Déjà, la technologie de surveillance des océans a parcouru un long chemin. Il y a une dizaine d'années, les hydrophones fonctionnaient sur des bobines de bande et devaient être attachés à un câble qui pendait sur le côté d'un bateau, où se trouvait une station d'enregistrement non étanche. Désormais, ils sont entièrement sans fil et peuvent être déposés dans un fond marin pendant des semaines ou des mois à la fois, jusqu'à ce que les données doivent être collectées.

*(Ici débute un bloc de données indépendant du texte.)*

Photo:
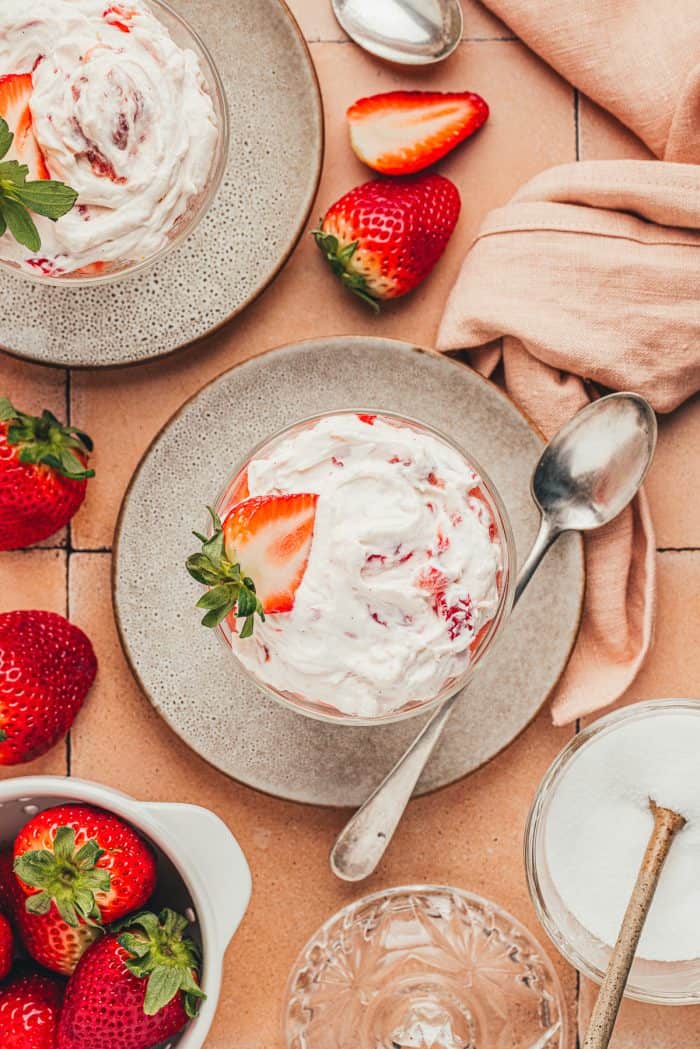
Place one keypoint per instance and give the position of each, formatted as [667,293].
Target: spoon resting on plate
[409,31]
[588,473]
[666,825]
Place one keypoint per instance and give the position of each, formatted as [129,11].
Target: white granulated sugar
[599,822]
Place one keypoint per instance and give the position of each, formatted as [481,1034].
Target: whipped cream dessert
[121,113]
[403,573]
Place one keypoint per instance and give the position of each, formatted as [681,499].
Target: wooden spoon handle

"Notre capacité à prendre des enregistrements à long terme et de haute qualité sous l'eau est une chose assez nouvelle", note Lamont. "Et c'est en partie pourquoi nous continuons à découvrir toutes ces nouvelles choses que personne n'a jamais enregistrées auparavant." Il se souvient d'avoir rencontré des bruits de récif complètement étranges alors qu'il écoutait les enregistrements d'Indonésie, y compris le grognement d'un poisson soldat, le grattement d'un poisson perroquet et le cri d'une demoiselle. Mais il y avait certains sons, comme un "rire" qui se produisait généralement au lever du soleil, qu'il ne pouvait pas tout à fait placer sur une espèce spécifique.
"Il y a cet élément amusant de mystère autour de cela", dit Lamont. "Des perspectives passionnantes se profilent à l'horizon pour ce domaine, compte tenu de sa jeunesse."